Vall was een actief promotor van democratisering in het Midden-Oosten en Noord-Afrika. Op 30 juli hield hij een persconferentie waarop hij stelde dat de presidentsverkiezingen 'louter een middel' waren om 'de staatsgreep van 2008 te legitimeren' en het land hadden 'doen terugkeren naar het autoritarisme dat het had gekend onder president Taya'.
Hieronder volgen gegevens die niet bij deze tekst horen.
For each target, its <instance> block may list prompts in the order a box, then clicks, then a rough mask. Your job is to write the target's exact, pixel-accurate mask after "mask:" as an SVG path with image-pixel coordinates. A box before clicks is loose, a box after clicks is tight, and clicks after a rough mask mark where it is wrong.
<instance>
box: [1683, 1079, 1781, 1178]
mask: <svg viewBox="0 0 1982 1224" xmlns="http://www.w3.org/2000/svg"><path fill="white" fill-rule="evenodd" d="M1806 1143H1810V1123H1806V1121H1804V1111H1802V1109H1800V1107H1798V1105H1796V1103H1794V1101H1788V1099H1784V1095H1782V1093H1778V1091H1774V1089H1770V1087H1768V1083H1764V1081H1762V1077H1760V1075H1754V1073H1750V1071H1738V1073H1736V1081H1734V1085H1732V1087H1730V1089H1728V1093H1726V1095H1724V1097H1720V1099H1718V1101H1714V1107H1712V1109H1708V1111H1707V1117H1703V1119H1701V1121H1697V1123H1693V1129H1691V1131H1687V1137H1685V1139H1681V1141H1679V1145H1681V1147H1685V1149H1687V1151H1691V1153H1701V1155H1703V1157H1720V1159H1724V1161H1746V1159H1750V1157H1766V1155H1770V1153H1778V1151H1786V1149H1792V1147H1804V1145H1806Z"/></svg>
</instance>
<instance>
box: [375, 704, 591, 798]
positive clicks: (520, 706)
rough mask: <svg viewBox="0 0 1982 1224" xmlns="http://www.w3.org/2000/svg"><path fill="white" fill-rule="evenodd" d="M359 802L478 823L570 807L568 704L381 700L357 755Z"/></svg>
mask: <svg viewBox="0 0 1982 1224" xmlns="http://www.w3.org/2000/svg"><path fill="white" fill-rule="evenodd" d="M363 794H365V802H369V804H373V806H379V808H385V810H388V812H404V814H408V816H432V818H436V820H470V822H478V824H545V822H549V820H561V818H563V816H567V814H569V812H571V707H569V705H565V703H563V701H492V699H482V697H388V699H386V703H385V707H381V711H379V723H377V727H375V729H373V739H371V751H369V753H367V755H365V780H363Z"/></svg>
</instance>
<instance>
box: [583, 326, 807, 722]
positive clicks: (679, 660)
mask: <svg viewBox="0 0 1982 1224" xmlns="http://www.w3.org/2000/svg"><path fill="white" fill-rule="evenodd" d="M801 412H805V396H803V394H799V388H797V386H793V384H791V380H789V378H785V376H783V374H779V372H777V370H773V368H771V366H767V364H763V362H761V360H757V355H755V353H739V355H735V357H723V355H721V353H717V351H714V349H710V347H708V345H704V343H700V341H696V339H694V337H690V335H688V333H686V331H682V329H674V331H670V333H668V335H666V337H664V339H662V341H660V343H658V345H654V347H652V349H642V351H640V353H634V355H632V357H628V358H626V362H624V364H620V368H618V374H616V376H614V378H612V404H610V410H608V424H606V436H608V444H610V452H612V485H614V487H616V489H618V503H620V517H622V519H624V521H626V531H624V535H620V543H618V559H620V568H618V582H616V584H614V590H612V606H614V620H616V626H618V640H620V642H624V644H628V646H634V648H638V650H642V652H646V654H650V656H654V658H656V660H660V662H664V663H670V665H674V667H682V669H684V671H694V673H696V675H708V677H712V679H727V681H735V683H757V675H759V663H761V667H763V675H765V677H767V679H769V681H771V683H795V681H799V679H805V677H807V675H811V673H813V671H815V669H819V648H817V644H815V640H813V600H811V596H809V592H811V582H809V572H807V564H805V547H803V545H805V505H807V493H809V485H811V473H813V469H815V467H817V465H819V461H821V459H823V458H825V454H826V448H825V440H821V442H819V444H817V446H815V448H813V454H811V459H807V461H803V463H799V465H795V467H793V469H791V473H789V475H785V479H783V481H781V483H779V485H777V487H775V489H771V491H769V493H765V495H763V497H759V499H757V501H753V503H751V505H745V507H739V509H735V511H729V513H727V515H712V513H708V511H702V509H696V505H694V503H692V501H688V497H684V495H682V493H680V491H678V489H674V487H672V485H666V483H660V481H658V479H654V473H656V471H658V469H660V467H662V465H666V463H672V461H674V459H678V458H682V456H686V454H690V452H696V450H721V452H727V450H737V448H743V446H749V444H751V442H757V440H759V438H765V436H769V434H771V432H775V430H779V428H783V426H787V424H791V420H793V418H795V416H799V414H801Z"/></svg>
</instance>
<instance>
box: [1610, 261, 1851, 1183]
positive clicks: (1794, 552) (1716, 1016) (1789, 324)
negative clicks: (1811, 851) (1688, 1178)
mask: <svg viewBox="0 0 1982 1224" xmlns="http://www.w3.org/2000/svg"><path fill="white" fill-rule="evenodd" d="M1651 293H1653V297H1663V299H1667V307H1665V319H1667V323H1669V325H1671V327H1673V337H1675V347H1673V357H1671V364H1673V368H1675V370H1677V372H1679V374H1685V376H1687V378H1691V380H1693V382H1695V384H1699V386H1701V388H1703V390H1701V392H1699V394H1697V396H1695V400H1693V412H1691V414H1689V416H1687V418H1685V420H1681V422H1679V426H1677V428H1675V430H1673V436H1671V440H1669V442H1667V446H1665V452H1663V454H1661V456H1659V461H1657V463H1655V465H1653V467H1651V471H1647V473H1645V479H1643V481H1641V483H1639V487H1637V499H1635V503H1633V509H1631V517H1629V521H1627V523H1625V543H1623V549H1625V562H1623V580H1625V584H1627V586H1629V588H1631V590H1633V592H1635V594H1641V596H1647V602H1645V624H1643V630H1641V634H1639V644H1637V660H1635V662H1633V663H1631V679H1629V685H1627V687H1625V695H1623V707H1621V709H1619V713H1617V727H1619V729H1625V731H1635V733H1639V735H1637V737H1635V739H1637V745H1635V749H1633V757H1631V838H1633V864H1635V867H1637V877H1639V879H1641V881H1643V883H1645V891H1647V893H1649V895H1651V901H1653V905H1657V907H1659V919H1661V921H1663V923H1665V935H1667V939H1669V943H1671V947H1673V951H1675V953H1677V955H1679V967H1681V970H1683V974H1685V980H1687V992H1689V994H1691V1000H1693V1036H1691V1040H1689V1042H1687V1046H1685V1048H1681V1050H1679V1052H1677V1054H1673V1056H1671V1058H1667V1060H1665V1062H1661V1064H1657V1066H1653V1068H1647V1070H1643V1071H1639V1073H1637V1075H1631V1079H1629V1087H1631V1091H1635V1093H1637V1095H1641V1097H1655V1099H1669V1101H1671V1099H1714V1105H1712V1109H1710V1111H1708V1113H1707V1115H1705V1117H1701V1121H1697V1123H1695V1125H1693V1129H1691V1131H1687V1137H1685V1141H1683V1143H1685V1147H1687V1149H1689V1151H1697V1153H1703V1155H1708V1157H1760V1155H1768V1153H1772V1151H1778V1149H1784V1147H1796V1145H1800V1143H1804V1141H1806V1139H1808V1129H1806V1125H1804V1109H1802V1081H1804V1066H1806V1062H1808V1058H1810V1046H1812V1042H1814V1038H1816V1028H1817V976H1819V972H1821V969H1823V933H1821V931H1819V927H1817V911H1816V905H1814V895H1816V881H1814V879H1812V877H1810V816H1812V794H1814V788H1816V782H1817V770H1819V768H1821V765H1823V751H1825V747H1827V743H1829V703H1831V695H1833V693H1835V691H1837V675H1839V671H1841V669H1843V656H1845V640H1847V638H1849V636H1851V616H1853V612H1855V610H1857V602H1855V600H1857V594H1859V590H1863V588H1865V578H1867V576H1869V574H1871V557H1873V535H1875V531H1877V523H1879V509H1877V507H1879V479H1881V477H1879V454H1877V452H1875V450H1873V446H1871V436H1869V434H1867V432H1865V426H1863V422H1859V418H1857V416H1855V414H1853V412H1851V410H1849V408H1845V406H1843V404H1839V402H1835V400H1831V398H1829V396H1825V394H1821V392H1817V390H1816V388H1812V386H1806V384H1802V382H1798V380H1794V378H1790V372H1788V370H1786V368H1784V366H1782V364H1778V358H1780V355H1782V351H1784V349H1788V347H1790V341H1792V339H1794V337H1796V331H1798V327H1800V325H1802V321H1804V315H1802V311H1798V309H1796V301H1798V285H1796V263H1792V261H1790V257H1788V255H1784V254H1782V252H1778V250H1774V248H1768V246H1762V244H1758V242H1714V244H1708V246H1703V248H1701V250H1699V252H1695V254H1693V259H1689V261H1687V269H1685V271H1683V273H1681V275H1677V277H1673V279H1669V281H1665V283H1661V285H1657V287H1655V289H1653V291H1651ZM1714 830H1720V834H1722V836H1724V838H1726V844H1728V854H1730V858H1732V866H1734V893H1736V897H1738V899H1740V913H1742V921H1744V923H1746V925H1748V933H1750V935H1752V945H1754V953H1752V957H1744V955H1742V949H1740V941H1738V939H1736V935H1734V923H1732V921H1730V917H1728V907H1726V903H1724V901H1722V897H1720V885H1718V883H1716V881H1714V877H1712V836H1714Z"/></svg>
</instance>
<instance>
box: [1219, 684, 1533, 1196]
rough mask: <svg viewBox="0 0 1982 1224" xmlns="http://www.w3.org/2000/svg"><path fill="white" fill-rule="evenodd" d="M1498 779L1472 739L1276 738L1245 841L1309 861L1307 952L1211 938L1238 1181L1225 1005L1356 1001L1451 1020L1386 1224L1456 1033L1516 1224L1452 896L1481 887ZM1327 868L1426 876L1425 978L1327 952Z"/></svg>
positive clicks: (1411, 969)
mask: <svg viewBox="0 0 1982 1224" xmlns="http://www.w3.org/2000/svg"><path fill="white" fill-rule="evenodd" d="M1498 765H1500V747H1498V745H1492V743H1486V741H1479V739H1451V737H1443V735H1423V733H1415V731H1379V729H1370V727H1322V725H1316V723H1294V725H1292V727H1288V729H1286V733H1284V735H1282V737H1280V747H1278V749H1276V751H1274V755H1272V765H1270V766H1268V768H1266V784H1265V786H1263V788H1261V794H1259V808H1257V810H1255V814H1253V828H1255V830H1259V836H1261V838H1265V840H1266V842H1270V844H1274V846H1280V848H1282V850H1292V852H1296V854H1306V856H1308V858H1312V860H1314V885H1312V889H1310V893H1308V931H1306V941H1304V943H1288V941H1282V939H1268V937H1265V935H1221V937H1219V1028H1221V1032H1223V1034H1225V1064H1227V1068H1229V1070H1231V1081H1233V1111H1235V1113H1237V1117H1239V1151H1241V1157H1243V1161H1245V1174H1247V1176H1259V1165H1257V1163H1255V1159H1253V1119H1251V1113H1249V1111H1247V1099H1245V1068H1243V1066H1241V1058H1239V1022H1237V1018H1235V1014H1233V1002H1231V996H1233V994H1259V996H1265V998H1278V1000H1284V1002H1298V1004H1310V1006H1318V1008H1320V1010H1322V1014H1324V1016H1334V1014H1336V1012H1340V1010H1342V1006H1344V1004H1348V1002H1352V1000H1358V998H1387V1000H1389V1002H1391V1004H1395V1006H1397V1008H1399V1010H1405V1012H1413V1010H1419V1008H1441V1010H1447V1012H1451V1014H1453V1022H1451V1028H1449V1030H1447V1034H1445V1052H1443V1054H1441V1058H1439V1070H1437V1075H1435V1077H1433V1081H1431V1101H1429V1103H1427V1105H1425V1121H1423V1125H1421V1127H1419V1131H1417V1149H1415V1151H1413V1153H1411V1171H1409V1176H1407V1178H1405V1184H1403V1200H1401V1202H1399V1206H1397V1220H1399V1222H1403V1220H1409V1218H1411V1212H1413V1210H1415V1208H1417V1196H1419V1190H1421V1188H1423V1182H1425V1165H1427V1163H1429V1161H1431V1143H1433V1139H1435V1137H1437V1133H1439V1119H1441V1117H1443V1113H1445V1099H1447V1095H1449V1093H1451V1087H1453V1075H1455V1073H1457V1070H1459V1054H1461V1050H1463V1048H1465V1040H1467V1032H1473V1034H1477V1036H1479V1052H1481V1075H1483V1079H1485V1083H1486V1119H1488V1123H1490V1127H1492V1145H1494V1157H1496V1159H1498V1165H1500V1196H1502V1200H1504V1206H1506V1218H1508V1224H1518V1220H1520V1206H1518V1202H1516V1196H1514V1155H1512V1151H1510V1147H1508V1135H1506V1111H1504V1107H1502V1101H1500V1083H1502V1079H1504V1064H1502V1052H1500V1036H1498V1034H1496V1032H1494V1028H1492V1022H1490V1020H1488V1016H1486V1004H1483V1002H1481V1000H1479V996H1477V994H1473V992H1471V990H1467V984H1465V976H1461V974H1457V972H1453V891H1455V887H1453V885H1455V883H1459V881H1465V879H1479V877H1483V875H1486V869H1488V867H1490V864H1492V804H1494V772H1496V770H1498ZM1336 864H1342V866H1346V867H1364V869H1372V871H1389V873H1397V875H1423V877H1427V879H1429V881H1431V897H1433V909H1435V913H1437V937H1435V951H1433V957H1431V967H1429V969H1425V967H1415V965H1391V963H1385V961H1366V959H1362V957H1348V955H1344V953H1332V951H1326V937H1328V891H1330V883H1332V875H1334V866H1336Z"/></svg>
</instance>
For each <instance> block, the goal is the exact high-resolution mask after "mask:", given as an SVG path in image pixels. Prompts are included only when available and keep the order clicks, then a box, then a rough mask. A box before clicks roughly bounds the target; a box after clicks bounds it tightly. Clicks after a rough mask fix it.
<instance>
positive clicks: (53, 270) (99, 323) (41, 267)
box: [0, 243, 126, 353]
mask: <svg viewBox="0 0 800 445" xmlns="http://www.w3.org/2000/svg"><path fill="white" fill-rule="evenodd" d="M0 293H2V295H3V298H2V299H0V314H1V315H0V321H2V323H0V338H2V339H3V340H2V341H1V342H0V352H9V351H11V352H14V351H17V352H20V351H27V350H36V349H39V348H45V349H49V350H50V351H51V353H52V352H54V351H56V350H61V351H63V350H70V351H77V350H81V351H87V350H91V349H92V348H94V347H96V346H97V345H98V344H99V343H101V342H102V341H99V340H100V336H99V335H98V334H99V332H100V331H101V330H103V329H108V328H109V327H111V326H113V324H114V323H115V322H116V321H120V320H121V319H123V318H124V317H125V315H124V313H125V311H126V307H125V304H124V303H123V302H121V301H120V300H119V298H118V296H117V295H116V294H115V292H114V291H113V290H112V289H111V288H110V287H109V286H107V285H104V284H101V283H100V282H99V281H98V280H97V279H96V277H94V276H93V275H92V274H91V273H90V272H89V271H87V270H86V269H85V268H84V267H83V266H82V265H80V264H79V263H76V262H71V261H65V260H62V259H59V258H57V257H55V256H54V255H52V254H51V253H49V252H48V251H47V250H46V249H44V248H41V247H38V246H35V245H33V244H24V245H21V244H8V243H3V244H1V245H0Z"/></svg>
Vall voegde er aan toe voort te zullen gaan het bewind van de nieuwe president te bestrijden.
Dag van de Woede
Vanaf februari 2011 vonden ook in Mauritanië kleinschalige politieke protesten plaats. Voor 25 april werd, naar het voorbeeld van andere landen in de regio, een Dag van de Woede georganiseerd. Aan de oproep werd gevolg gegeven in de hoofdstad Nouakchott en in Nouadhibou, de tweede stad van het land en een belangrijk economisch centrum. Er werd betoogd tegen de te grote macht die president Mohamed Ould Abdel Aziz zou hebben. In Nouakchott kwam het tot een aanvaring met de politie die traangas inzette. Parlementsleden van de oppositie werd verboden om aan de demonstratie deel te nemen en er werden 22 arrestaties verricht.
Dit artikel maakt deel uit van een special over de Arabische Lente. Daarin komen achtereenvolgens Mauritanië, Tunesië, Egypte, Bahrein, Saoedi-Arabië, Oman, Jordanië, Syrië, Marokko, Jemen en Libië aan bod.